Nelle Regulae Cartesio aveva individuato nella «matematica
universale» la «scienza dell'ordine», ossia quella
scienza che, stabilendo la disposizione nella quale tutte le varie
conoscenze vanno disposte, essendo tra di loro legate da comuni
principi, è la scienza alla quale tutte le altre fanno capo.
Dopo la matematica, ne Il Mondo Cartesio affronta il problema della
fisica, individuando il principio al quale tutti i fenomeni fisici
obbediscono. Tale principio è la conoscenza «chiara e
distinta» degli elementi semplici che costituiscono i corpi. I
corpi sono materia dotata di movimento che occupa uno spazio
determinato e gli elementi primi della materia sono la terra, l'aria
e il fuoco.
La materia è dunque esprimibile quantitativamente con
«il movimento, la grandezza, la figura e la disposizione delle
parti», e solo da questi deve derivare la spiegazione delle
sue qualità.

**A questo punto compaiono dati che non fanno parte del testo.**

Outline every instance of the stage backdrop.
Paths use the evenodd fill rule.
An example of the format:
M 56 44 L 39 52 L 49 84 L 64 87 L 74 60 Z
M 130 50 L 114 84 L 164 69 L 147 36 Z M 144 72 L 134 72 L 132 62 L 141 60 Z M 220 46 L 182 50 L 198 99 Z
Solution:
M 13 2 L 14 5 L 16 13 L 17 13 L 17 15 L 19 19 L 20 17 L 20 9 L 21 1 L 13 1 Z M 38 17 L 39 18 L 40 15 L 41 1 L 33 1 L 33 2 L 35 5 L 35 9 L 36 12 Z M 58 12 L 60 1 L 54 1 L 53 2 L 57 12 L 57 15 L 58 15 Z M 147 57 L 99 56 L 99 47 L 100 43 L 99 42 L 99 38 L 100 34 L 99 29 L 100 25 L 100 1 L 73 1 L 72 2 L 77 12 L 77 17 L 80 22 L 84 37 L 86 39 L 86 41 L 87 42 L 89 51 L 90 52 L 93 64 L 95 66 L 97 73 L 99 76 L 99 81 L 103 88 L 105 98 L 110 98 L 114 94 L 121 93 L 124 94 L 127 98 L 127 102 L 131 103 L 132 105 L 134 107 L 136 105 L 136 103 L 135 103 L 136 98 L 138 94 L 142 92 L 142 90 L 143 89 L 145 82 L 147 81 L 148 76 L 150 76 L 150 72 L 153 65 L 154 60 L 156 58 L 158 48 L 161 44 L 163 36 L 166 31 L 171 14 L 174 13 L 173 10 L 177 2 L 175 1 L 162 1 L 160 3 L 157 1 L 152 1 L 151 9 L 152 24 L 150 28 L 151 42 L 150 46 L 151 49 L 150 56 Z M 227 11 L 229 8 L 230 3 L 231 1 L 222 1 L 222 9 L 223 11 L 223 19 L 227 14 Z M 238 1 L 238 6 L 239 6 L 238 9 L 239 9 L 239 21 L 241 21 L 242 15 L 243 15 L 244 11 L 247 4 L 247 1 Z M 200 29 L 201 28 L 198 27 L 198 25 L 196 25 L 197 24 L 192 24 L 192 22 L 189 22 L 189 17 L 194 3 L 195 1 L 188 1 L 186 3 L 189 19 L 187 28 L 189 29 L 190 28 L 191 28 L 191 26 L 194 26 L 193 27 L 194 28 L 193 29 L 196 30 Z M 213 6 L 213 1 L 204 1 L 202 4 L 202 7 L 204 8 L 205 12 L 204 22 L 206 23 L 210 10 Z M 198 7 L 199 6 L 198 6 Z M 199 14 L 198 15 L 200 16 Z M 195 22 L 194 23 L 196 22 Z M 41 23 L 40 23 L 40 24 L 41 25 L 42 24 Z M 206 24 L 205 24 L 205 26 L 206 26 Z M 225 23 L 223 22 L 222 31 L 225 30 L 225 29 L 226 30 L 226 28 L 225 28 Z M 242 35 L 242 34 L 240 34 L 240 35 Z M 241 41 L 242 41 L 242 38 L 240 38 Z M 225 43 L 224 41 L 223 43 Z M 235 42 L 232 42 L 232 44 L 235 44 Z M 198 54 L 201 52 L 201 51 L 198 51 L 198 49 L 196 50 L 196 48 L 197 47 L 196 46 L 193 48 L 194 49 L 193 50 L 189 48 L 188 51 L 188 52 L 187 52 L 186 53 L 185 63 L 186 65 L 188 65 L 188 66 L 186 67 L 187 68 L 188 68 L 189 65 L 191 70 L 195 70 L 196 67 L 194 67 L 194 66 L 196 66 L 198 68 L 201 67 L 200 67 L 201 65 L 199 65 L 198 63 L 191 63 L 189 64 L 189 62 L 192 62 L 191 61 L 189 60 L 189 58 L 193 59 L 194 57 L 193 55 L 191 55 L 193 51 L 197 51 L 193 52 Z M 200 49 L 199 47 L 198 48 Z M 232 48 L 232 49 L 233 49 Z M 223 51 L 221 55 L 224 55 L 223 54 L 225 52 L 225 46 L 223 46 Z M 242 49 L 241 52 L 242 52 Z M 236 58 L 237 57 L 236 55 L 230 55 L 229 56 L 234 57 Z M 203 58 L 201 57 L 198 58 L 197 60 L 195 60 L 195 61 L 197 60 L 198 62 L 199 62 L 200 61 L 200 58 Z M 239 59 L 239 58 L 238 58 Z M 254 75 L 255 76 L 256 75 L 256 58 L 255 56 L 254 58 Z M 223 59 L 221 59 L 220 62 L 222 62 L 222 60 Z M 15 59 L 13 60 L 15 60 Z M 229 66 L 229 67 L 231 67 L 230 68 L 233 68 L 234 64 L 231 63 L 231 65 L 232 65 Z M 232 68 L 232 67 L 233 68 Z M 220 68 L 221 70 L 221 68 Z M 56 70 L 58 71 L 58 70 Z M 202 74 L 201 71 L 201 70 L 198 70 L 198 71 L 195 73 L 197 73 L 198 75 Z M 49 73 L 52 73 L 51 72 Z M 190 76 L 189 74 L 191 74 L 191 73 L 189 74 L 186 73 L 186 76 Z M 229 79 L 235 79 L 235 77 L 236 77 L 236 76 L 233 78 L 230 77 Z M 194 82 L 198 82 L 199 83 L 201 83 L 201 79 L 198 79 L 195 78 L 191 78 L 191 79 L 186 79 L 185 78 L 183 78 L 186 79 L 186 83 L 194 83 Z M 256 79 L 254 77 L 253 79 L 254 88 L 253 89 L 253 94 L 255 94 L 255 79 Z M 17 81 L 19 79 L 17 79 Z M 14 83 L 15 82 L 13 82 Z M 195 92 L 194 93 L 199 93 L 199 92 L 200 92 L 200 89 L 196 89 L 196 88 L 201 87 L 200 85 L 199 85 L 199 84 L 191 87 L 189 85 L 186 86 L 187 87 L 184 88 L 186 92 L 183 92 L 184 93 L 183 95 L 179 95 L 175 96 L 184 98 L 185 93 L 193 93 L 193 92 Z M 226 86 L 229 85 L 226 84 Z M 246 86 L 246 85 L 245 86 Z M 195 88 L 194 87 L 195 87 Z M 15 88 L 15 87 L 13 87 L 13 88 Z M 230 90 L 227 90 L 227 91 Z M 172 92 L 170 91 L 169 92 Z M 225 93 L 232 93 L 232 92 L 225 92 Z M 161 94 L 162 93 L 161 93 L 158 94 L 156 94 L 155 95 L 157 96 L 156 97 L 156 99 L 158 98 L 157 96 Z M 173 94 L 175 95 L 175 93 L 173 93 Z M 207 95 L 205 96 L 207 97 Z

Le leggi della natura obbediscono a tre
principi: «ogni parte della materia conserva sempre lo stesso
stato finché le altre non la costringono a cambiarlo»,
che è il principio d'inerzia[44]; «quando un corpo
spinge un altro corpo, non gli trasmette né sottrae movimento
senza perderne o acquistarne una quantità eguale», e
«quando un corpo è in movimento, ciascuna delle sue
parti, presa separatamente, tende sempre a continuare il proprio
movimento in linea retta».
Nel 1635 diventò padre con la nascita della figlia Francine
(1635-1640) battezzata il 7 agosto dello stesso anno, avuta da
una domestica di nome Helena Jansdr vander Strom che aveva avuto
come amante per alcuni anni senza mai sposarla neppure dopo questa
nascita. Cartesio però riconobbe Francine, che morì a
soli 5 anni, come sua figlia.
Nel 1637 pubblicò il Discorso sul metodo e i saggi su
Diottrica, Geometria e Meteore. Nel 1641 diede alle stampe la prima
edizione delle Meditazioni metafisiche corredate dalle prime sei
Obiezioni e risposte. L'anno successivo (1642) con la seconda
edizione delle Meditazioni pubblicò le settime Obiezioni e
risposte.
Nel 1643 la filosofia cartesiana venne condannata
dall'Università di Utrecht, contemporaneamente Cartesio
iniziò una lunga corrispondenza con Elisabetta principessa di
Boemia. Nel 1644 compose i Principia philosophiae e compì un
viaggio in Francia. Nel 1647 la corona di Francia gli riconobbe una
pensione. L'anno successivo da una lunga conversazione con Frans
Burman nacque il libro omonimo.
Precettore di filosofia in Svezia e morte
Nel 1649 accettò l'invito della regina Cristina di Svezia,
sua discepola e desiderosa di approfondire i contenuti della sua
filosofia, e si trasferì a Stoccolma. Quello stesso anno
dedicò il trattato Le passioni dell'anima alla principessa
Elisabetta. Il rigido inverno svedese e gli orari in cui Cristina lo
costringeva ad uscire di casa per impartirle lezione - prime ore del
mattino quando il freddo era più pungente - minarono il suo
fisico. Cartesio si spense l'11 febbraio 1650 a causa, secondo il
racconto tradizionale e l'ipotesi più accreditata, di una
sopraggiunta polmonite.[47] La condanna della Chiesa cattolica nei
confronti del pensiero cartesiano non tardò a venire, con la
messa all'Indice nel 1663 delle sue opere (tuttavia poste nell'Index
con la clausola attenuante suspendendos esse, donec
corrigantur).[48][49]
Le ossa di Cartesio
Dopo la morte il corpo di Cartesio venne tumulato in un piccolo
cimitero cattolico a nord di Stoccolma dove rimase sino al 1666
quando i resti vennero riesumati per essere portati a Parigi ed
inumati nella chiesa di Sainte Geneviève-du-Mont dove rimase
sino al 26 febbraio 1819 quando la salma fu nuovamente trasferita e
inumata tra altre due lapidi tombali, quelle di Jean Mabillon e di
Bernard de Montfaucon, nella chiesa di
Saint-Germain-des-Prés: «alla presenza dei
rappresentanti dell'Accademia delle scienze, la salma fu ancora
riesumata. Ma, aprendo la bara, i presenti si resero conto che c'era
qualcosa che non andava, in quanto allo scheletro del filosofo
mancava misteriosamente il cranio.»
Si scoprì che gli svedesi ne avevano asportato la testa che
ricomparve ad un'asta a Stoccolma dove il cranio fu acquistato e
donato alla Francia. Sul teschio, ormai privo della mandibola e
della parte inferiore, compaiono le firme di tutti i suoi
proprietari dalla fine del Seicento sino al momento della vendita.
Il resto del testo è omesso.